Ever since Gerrit Rietveld produced his Red and Blue Chair, contemporary Dutch Design has been the darling of high-style fans the world over. And designers are now giving old Dutch crafts a much-needed makeover. From Moooi’s iconic collection of Royal Delft vases to United Nude’s classy clogs and Droog’s press-on tattoo inspired by a 17th-century floral still life, there’s a modern souvenir for every budget.
The Dutch have long had an interest in chocolate, starting as far back as the colonization of Suriname with its wealth of cocoa plantations in the 17th century. Today, Amsterdam is the world’s biggest cocoa port, and it's an excellent place to shop for chocolate. Head to one of the city’s noted chocolate boutiques for chocolate bars, bonbons, and hot chocolate.
Spend a few days in Holland and you're bound to be confronted with an interesting breakfast tradition: buttered bread covered with hagelslag (sprinkles, literally "hailstorm"). Chocolate sprinkles are the norm (and the butter is usually unsalted), but you'll also see colored and flavored sprinkles, as well as chocolate shavings. Some people toast their bread first. You'll find a hagelslag aisle in most grocery stores if you want to take some home.
Sweet, salty, extra-salty, flavored with jalapeños or anything else they can come up with, the Dutch have a deep and abiding love for drop (licorice).

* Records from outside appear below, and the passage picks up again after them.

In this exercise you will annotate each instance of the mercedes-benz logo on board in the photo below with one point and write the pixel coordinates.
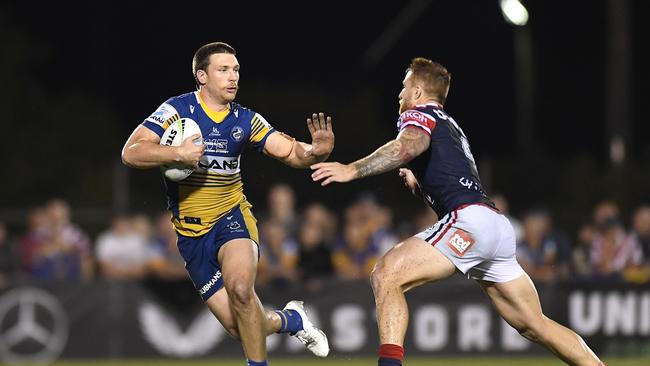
(33, 326)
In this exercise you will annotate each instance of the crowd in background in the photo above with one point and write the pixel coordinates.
(315, 243)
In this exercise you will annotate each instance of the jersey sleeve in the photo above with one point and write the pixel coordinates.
(164, 116)
(260, 130)
(418, 119)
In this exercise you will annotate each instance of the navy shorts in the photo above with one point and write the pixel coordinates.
(200, 253)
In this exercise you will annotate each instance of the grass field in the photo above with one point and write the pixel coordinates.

It comes in seemingly endless varieties and shapes, in shops around the city.
Amsterdam is fast becoming the world’s denim capital, and a number of well-known denim labels are headquartered here—G-Star, Scotch & Soda, Kings of Indigo, Denham, and Kuyichi, to name a few. All that indigo doesn’t come cheap, but there are plenty of places to buy local designer denim, close to the source.

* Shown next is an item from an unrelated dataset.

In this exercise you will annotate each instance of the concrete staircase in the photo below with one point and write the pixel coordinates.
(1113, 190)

Amsterdam’s long history of leather making is reflected in many of its street names, like Huidenstraat (hide street) and Looiersgracht (tanner’s canal). Today, style-savvy shoppers can find an excellent assortment of local leather bags and shoes.
Vintage fashions and accessories
Vintage fashion is popular in Amsterdam. Head to the cluster of quaint canal crossings known as The Nine Streets for lovingly restored Rolexes; exclusive vintage handbags by labels such as Chanel, Gucci, and Louis Vuitton; and affordable 1970s bell bottoms and '50s prom dresses. There are also a number of boutiques that do modern renditions of vintage looks.

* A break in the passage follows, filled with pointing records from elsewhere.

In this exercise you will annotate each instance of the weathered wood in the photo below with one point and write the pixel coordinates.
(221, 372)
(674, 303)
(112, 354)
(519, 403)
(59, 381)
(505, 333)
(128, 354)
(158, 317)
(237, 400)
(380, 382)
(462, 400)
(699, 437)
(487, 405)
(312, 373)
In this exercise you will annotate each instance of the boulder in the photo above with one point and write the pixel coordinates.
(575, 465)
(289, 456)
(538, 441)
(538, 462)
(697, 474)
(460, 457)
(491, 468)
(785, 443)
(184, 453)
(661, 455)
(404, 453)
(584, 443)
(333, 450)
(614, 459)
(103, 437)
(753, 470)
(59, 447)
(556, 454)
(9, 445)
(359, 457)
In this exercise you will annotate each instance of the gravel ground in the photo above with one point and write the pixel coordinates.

Tulips are practically synonymous with Holland, and it's hard to resist taking photos of the gorgeous flowers, in all their many colors. To take some home, be sure to buy bulbs that are specially packaged, sealed, and marked for transport to the United States; otherwise, they'll be confiscated by customs on your way back into the country. The Bloemenmarkt is a good place to shop, and if you're planning to visit the Keukenhof tulip fields, they have an excellent selection.